Implementing Scope Mapping in Authentik for Shared Family Access to Immich

Guides & Tutorials
,
1

To achieve your goal of using Immich for family photo sharing while maintaining individual user logins via Authentik, you can implement a solution involving scope mapping. This approach allows multiple family members to log in with their individual credentials but still share a single Immich account for photo and metadata access.

Proposed Solution

Step 1: Configure Authentik for Scope Mapping

  1. Create a New Scope Mapping:

    • Navigate to the Customization > Property Mappings section in Authentik.
    • Create a new scope mapping with the following details:
      • Name: Choose an appropriate name (e.g., “Immich Family OAuth”).
      • Scope Name: Set this to email.
      • Expression: Use an expression that maps all family users to a single shared email address. For example:
        if request.user.email in ['user1@example.com', 'user2@example.com']:
    return 'familylogin@email.com'
else:
    return request.user.email
    • This expression checks if the logged-in user is one of the family members and returns the shared email for Immich.

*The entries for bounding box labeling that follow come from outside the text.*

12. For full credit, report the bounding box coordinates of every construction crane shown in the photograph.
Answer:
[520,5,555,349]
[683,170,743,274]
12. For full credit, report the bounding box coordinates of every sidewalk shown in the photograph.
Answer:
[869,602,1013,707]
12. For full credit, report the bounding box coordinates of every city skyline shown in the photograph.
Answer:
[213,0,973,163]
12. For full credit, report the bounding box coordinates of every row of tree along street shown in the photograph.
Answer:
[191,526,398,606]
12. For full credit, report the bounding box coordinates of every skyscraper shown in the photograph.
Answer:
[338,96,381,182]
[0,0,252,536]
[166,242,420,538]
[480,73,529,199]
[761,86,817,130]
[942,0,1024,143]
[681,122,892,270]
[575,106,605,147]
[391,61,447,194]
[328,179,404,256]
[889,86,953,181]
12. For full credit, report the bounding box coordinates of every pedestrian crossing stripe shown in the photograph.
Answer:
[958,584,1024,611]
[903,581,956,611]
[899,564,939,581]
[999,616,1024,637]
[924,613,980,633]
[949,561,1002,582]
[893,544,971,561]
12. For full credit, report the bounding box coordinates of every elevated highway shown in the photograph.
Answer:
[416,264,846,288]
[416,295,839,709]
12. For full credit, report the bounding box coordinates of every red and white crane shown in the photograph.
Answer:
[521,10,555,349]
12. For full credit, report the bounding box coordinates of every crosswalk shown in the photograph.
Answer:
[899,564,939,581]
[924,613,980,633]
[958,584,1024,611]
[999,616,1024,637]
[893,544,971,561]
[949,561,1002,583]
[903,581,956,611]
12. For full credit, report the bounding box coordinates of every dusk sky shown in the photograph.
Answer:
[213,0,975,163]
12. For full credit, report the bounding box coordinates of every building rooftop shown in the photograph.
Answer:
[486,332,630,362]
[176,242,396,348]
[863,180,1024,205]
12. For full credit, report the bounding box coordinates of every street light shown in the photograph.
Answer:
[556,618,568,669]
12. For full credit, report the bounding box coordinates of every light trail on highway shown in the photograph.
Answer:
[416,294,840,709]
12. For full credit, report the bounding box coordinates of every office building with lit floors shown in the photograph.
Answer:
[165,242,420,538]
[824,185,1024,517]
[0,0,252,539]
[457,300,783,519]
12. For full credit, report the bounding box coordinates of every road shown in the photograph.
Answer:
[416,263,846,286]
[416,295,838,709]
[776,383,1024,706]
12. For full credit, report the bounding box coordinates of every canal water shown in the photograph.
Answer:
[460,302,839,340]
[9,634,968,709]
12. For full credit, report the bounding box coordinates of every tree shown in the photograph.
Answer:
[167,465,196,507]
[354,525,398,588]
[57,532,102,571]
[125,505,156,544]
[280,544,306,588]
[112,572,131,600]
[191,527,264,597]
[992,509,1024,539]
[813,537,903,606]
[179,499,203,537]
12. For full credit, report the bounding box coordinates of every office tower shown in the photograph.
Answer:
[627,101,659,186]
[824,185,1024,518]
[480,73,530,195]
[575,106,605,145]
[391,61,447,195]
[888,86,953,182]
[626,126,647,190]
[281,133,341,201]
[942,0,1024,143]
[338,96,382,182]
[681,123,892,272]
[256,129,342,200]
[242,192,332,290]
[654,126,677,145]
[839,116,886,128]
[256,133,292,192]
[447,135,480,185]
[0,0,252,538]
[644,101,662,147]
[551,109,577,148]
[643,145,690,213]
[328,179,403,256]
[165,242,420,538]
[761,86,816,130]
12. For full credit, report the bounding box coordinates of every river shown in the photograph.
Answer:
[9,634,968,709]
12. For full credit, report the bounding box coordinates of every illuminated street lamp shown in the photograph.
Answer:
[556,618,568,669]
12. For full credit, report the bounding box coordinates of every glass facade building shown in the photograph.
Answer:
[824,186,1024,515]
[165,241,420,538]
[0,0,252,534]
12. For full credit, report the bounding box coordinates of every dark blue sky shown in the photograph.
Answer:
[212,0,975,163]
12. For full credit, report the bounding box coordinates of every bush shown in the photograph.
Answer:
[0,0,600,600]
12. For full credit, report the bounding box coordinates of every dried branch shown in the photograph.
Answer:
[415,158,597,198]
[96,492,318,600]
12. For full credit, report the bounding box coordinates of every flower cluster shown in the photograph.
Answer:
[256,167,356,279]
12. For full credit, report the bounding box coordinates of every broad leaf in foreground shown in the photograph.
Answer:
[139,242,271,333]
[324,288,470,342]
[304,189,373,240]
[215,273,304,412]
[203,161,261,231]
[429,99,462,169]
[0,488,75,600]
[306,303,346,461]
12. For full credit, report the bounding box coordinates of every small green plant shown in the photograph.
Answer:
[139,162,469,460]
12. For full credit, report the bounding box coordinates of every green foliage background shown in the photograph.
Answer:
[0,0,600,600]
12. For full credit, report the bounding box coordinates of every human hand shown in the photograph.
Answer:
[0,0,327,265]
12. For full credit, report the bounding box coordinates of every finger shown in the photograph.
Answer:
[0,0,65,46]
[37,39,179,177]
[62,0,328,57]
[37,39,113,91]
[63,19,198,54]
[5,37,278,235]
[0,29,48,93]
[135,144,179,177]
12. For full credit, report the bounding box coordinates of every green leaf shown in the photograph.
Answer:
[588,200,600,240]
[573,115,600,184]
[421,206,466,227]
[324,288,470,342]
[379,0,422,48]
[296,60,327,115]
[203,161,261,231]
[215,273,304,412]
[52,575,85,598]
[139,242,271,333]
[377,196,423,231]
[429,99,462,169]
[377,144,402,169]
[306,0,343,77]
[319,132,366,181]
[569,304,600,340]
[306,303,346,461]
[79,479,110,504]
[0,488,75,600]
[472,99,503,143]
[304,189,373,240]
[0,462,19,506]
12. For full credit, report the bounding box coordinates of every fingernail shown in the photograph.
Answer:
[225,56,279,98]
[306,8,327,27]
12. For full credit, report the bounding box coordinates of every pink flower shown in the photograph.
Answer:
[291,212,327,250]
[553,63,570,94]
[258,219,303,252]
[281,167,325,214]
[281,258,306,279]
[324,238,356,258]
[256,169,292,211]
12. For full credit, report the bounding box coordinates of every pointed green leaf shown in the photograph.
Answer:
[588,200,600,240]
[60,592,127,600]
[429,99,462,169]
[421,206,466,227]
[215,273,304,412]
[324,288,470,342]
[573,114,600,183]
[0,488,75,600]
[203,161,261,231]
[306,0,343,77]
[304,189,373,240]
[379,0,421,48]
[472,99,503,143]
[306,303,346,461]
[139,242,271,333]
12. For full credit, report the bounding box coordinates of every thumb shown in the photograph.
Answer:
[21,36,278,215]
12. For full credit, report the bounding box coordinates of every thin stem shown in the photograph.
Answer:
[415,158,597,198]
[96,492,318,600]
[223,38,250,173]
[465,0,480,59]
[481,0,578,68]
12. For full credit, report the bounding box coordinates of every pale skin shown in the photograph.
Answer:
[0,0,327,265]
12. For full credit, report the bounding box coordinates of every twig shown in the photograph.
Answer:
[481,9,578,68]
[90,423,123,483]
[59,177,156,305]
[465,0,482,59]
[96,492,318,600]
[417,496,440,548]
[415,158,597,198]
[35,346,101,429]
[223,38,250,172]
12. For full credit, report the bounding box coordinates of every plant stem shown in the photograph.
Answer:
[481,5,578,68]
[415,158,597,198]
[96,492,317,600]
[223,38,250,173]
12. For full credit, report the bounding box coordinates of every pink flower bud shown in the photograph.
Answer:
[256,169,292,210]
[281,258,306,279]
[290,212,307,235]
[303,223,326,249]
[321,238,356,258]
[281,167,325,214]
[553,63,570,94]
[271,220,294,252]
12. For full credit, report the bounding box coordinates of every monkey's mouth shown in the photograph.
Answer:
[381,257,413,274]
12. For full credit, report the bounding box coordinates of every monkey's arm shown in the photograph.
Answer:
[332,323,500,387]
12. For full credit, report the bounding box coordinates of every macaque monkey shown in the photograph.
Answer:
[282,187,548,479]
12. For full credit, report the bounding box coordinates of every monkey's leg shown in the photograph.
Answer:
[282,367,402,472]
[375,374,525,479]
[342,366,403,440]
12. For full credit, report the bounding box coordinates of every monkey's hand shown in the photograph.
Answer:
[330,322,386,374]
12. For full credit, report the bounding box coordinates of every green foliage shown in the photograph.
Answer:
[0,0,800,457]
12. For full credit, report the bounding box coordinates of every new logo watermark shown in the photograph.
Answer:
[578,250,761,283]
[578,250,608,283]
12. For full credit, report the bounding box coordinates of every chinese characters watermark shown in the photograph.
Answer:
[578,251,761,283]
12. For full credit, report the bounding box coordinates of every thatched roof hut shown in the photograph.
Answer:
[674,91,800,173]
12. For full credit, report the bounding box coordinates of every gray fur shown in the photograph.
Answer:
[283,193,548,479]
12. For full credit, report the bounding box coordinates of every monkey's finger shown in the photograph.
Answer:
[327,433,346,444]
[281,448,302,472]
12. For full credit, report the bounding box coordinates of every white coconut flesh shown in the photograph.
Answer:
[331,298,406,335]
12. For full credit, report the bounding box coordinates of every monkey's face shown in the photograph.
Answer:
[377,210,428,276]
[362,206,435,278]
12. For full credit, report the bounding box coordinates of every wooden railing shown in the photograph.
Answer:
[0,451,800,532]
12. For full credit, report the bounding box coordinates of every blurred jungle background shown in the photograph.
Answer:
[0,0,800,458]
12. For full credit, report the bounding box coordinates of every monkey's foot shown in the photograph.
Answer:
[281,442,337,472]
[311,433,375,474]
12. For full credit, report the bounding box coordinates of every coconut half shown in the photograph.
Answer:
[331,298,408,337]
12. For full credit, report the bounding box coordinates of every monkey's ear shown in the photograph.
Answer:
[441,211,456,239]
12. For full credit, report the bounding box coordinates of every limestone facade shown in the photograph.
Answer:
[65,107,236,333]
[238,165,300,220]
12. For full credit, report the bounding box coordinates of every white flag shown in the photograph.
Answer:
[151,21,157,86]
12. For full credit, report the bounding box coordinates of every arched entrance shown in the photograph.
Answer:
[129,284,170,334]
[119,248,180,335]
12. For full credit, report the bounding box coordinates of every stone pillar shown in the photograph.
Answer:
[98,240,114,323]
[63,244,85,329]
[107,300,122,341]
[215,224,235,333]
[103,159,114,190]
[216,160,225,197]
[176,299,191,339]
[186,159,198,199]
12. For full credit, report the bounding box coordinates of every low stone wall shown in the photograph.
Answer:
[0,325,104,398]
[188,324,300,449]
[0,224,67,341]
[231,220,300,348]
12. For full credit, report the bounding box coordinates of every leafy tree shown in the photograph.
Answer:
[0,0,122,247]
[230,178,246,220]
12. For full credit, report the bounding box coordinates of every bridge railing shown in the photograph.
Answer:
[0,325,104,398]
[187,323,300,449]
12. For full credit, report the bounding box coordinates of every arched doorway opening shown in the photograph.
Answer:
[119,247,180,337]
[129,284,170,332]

  2. Configure OAuth Provider Settings:

    • Go to your Immich OAuth provider settings in Authentik.
    • Under Advanced Settings > Scopes, ensure that you keep the necessary scopes (like openid) and add your newly created scope mapping.

Step 2: Modify Immich OAuth Settings

  1. Update Immich Configuration:

    • In your Immich instance, navigate to the OAuth settings.
    • Ensure that the OAuth provider is set up to accept the new scope mapping you created in Authentik.

  2. Testing:

    • Have each family member log in using their individual Authentik credentials.
    • Verify that upon logging into Immich, they are recognized as the shared user (familylogin@email.com).

Step 3: Set Up Guest Access

  1. Create a Guest User:

    • In Immich, create a separate user account for guests (e.g., guestuser@email.com).
    • Limit permissions appropriately so that guests can view but not modify shared content.

  2. Configure Guest Access in Authentik:

    • You can set up another scope mapping or rule that directs any guest login attempts to this guest user account.

Additional Considerations

  • User Permissions: Ensure that permissions are correctly set so that family members can upload and manage photos while maintaining privacy from guests.
  • Testing and Iteration: After setting up, conduct thorough testing with different user scenarios to ensure that all mappings work as intended.

By following these steps, you can effectively manage a shared photo library in Immich while allowing individual logins through Authentik, thus simplifying photo sharing and metadata access for your family.